“Attraper les pigeons et les tuer en leur brisant la nuque” : telle était la stratégie prévue par la ville allemande de Limburg pour réguler sa population de pigeons. À Francfort, on a un temps envisagé d’utiliser un faucon pour se débarrasser de ces volatiles, rappelle la Frankfurter Allgemeine Zeitung (FAZ). Avant d’opter pour une “méthode plus pacifique”.

“On pourrait discuter sans fin du problème des pigeons”, confie Michael Weber, élu municipal de l’Union chrétienne-démocrate (CDU), au quotidien allemand. Selon les dernières estimations, Francfort en compte “entre 9 000 et 10 000”. Et leur présence se fait sentir. Des passages souterrains aux toits francfortois, les pigeons sont partout.

“Il nous tombe toujours quelque chose sur la tête, lance Michael Weber. Et ce n’est pas toujours de la pluie.” Et en installant leurs nids sur des installations électriques, les pigeons nuisent à leur efficacité. Autre enjeu majeur : alors que depuis 1970 il est interdit de nourrir les pigeons, pour les protéger et éviter la prolifération des rats, “on a recensé plus de 1,7 tonne de nourriture pour pigeons dans la ville sur les dix premiers mois de l’année passée, rapporte Tina Zapf-Rodriguez, responsable de l’environnement à Francfort, citée par la FAZ. Un chiffre probablement sous-estimé.

Selon Thomas Schröder, président de la Fédération allemande de protection animale, “il est utopique de rêver d’une ville sans pigeons”. Mais élus, services municipaux et associations de protection animale s’accordent sur un point : “la situation actuelle est difficile, autant pour les pigeons que pour les habitants”.

Un jeu de patience

Pour pacifier la cohabitation, la municipalité a choisi de s’inspirer du “modèle d’Augsbourg”, qui prévoit notamment l’installation d’un nombre suffisant de pigeonniers. “Dans cet endroit, régulièrement nettoyé, les pigeons seraient nourris et, pour ceux qui seraient en train de couver, il est prévu de substituer leurs œufs par des faux.” À ce jour, Francfort ne possède qu’un pigeonnier municipal, situé “dans le vieux cimetière de Bockenheim”, rapporte la FAZ. Mais le dispositif doit être étendu, avec “un nouveau” chaque année.

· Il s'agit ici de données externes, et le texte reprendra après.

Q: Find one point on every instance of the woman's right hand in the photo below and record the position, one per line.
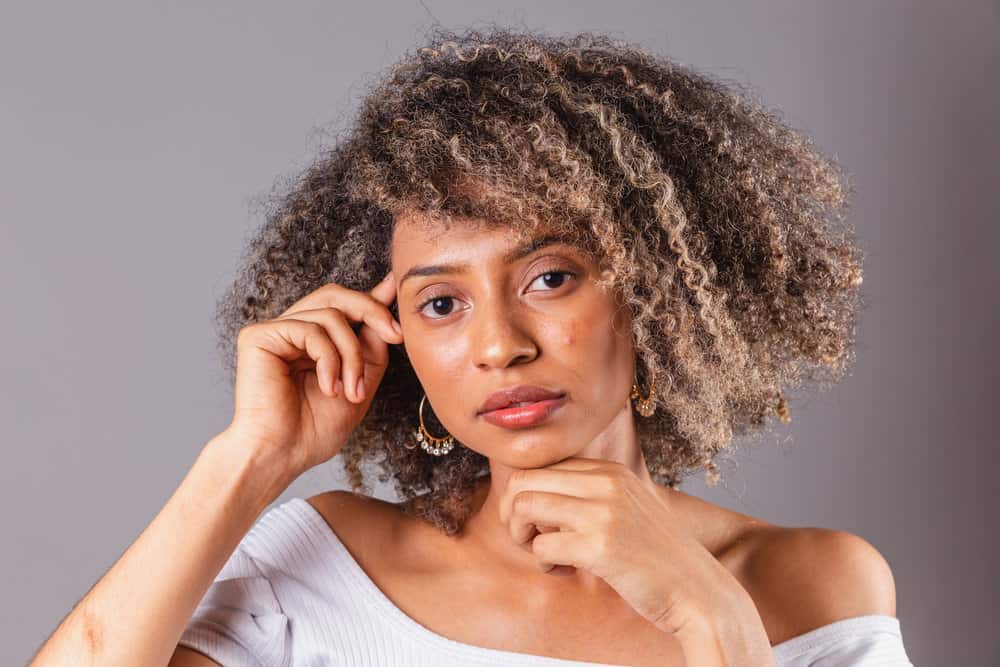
(297, 388)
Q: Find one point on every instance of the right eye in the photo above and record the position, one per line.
(439, 304)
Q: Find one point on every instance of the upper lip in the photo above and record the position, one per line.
(520, 394)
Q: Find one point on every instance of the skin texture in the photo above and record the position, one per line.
(500, 325)
(716, 225)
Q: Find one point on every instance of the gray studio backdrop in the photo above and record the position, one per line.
(136, 143)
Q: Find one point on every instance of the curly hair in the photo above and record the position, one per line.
(720, 227)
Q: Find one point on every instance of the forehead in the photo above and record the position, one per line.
(417, 236)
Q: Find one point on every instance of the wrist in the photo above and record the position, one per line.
(260, 472)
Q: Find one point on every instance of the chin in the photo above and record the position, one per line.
(532, 451)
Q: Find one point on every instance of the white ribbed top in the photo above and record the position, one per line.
(292, 594)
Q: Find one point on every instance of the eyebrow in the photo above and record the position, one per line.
(510, 256)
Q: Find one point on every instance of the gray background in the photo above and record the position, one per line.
(136, 141)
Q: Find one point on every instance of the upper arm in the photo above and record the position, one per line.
(805, 578)
(188, 657)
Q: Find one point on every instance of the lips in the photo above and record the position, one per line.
(521, 394)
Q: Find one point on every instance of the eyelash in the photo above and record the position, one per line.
(438, 297)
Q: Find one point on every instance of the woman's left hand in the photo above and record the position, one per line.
(597, 515)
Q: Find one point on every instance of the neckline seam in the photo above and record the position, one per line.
(403, 621)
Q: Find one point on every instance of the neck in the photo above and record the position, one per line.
(484, 530)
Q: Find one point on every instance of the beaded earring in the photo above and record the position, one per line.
(644, 405)
(430, 444)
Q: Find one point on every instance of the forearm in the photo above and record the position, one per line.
(733, 636)
(136, 613)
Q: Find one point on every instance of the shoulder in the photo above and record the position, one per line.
(803, 578)
(360, 522)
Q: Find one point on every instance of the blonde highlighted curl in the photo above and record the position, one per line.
(719, 226)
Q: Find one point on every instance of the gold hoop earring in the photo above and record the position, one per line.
(430, 444)
(644, 405)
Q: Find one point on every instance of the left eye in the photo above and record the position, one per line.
(558, 277)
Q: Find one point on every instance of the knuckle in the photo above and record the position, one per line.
(610, 483)
(524, 501)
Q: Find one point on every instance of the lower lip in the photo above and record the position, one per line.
(525, 415)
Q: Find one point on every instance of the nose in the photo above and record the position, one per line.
(501, 336)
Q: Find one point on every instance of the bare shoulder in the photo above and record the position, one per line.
(360, 521)
(803, 578)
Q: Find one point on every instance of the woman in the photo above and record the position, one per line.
(540, 282)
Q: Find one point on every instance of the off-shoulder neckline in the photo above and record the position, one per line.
(317, 524)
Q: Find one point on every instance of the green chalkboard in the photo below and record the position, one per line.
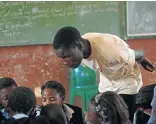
(27, 23)
(141, 19)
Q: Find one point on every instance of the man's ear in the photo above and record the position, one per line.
(80, 45)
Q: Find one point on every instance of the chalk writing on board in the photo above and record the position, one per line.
(25, 21)
(11, 29)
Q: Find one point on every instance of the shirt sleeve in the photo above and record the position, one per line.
(114, 56)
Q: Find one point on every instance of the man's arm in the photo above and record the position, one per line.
(139, 56)
(144, 62)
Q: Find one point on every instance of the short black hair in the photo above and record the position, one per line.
(55, 113)
(66, 36)
(40, 120)
(6, 82)
(111, 108)
(56, 86)
(22, 100)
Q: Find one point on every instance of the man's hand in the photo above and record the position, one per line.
(147, 65)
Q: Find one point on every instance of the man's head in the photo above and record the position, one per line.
(68, 46)
(7, 85)
(52, 92)
(22, 100)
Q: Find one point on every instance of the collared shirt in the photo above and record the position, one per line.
(19, 116)
(115, 60)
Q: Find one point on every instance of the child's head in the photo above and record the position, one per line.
(52, 92)
(110, 108)
(40, 120)
(7, 85)
(22, 100)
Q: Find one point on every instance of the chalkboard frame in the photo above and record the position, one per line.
(135, 36)
(121, 29)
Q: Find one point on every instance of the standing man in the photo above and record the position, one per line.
(109, 55)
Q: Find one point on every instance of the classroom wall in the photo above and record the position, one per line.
(32, 66)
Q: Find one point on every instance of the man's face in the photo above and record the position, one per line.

Dominik Legrum a également été nommé, en juin 2025, au poste nouvellement créé de “responsable municipal chargé des pigeons”, pour coordonner les actions des services municipaux en lien avec d’autres institutions comme la Deutsche Bahn (chemins de fer allemands), et les citoyens.

Mais il faudra encore des années avant qu’humains et pigeons fassent la paix. Car, comme le rappelle Dominik Legrum, “il faut du temps pour qu’un groupe de pigeons accepte une nouvelle maison”. La quête de nouveaux emplacements est, elle aussi, loin d’être aisée. “Idéalement, le pigeonnier doit être en hauteur, sur un grenier ou un parking à étages. […] Mais les installations techniques des bâtiments modernes ne laissent généralement pas de place, sans compter que la plupart des gens ne veulent pas d’un pigeonnier dans leur voisinage immédiat.” En outre, bien qu’il soit “passible d’une amende de 120 euros”, le nourrissage illégal des pigeons ralentit encore les efforts de la municipalité.